As I climb the vertical steps I am visited by a flash that is not quite déjà vu but a variation of it. It is decades ago and I am of the age where girls are not infrequently offered lifts by strange men. The thought stays with me as I sit on a hard metal frame next to the farmer, who is of an age with me. I take out my mobile phone and send a gleeful girlish message to Anne and Caroline. My whereabouts, seated upon a colossus next to a strange man in a remote field in le Perche, beam via Australia to Paris and London.

We advance inexorably upon the soldierly columns of corn. I watch entranced as, without effort, the blades slice through the tough stems. The farmer gestures behind. Looking back, I see the corn kernels, a thin golden river flowing from a pipe into le thresheur’s vast trough. Miraculously, it has cut the stems, sorted the cobs and sliced off the juicy buds.

In stumbling French I mention our failure to locate the ideal auberge. My companion seems to know just such a one.

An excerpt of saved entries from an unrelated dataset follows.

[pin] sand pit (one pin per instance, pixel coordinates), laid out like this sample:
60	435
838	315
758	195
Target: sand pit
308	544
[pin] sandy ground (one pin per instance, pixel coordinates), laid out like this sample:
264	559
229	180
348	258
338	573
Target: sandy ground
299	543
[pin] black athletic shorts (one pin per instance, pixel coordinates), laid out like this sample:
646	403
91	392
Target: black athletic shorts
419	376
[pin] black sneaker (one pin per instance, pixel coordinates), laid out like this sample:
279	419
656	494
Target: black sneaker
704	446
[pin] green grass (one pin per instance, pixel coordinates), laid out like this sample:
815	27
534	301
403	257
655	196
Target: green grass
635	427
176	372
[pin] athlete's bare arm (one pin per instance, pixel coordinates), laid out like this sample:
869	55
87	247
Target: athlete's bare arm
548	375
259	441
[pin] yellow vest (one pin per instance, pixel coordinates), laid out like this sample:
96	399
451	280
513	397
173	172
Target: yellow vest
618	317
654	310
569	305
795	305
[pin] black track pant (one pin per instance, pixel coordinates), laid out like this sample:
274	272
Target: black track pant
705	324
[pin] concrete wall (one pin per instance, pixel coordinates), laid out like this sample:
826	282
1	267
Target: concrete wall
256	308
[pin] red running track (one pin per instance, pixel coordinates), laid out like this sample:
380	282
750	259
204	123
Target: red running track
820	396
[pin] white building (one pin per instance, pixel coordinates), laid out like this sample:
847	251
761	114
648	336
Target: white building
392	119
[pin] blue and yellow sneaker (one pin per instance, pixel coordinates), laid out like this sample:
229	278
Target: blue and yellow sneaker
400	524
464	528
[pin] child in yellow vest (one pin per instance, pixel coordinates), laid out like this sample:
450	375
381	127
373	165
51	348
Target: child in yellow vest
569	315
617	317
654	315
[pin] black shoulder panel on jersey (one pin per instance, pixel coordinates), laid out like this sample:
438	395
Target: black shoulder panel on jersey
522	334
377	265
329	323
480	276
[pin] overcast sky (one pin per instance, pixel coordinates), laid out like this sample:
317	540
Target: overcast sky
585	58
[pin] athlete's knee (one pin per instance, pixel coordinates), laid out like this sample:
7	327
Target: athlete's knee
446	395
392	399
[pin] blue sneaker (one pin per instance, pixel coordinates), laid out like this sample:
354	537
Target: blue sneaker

He points into the far distance and elaborates excitedly, nodding, gesticulating, but I can’t get the gist and besides, I have no sense of direction.

Next Saturday Caroline and I arm ourselves with brochures from the Mairie and set out with the names of three hostelries. Two are closed for the season, and the third is the very devil to locate. Eventually we find a solitary monsieur surveying, in overcoat and scarf, an empty crossroads. Mais oui, Mesdames, he knows it and it is formidable. Caroline, who is fluent, listens intently to his stream of directions. Right at the next village, left at the stop sign, up and down two hills, past a duck pond and up a rutted track.

Twenty minutes later we fall silent. We recognise a leaning poplar, and beyond it, a group of farm buildings. Our home is  just around the corner. The auberge of our dreams is our nearest neighbour.

On our last night in Nogent, the sole diners in an echoing stone room lit by candles, presided over by my beaming farmer and his wife, we eat the local produce cooked to perfection by somebody else.

While at Nogent-le-Rotrou, Virginia Duigan wrote a short story and 10,000 words of her third novel, The Precipice. Her second, The Biographer, was published this year by Vintage, Random house.